Gustav Klimt’s Bauerngarten (1907) achieved £48m ($59.3m) in a sale of impressionist and modern art in London last night.
The piece is one of a series of remarkable landscapes Klimt painted in Austria’s Salzkammergut region, where he spent his summers.
Klimt's Bauerngarten dates to his Golden Era (1899-1910)
Several factors propelled it beyond its £45m high estimate.
It’s one of the largest works by Klimt (1862-1918) ever to come to auction and it also dates to his Golden Era, the time when he painted many of his most celebrated works – including The Kiss (1907-1908).
Demand for Klimt’s work has skyrocketed in recent years.
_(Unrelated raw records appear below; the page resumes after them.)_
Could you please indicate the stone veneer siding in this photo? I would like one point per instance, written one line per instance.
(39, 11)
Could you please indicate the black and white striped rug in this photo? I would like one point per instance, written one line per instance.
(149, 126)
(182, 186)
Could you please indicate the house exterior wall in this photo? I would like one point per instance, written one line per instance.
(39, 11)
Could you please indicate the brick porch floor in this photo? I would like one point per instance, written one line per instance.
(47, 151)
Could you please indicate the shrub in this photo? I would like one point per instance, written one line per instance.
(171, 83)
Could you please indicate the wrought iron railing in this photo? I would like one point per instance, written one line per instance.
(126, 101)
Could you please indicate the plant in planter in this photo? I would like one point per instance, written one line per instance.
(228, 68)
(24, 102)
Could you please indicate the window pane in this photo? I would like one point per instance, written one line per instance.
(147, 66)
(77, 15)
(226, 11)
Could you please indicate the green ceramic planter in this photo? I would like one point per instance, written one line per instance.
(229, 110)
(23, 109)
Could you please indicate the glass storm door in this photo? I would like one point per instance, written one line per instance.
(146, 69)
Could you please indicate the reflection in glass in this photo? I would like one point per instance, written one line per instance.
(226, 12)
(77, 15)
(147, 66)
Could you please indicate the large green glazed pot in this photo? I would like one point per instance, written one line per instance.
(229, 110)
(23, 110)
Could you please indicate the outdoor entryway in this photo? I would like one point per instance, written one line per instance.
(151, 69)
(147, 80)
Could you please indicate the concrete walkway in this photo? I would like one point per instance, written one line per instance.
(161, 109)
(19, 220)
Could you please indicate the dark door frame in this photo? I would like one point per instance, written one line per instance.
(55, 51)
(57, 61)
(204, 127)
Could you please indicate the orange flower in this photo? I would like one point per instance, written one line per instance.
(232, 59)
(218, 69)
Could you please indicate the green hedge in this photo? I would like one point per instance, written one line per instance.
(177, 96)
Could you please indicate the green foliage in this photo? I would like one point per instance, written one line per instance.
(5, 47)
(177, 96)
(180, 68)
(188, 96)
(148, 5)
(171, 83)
One Russian buyer paid chat show host Oprah Winfrey a reported $150m for Portrait of Adele Bloch-Bauer II last year.
As Helena Newman, co-head of Sotheby’s impressionist and modern art department, told the Guardian: “Most of the artist’s oil paintings of this calibre are in major museums around the world with only a handful of works of this importance having appeared at auction in the last decade.”
Bauerngarten is a perfect illustration of the strength of the market, considering it last sold for £3.7m ($5.8m) at Christie’s in 1994.
That equates to growth of 11.7% per annum.
In all the sale brought in £194.7m ($242.2m).
That’s a strong rebuttal to those suggesting there has been a slowdown in the growth of the art market and could convince those sitting on high value pieces that now is the time to sell.
Newman said: “Tonight’s outstanding result is a new benchmark for London sales as much as it is a statement on the momentum of the global art market in 2017.
“The success of tonight’s sale lies in reading the market to know what buyers are looking for…
“This, combined with the pent up market demand for works of such extraordinary calibre, propelled global buying in our saleroom – particularly from Asia.”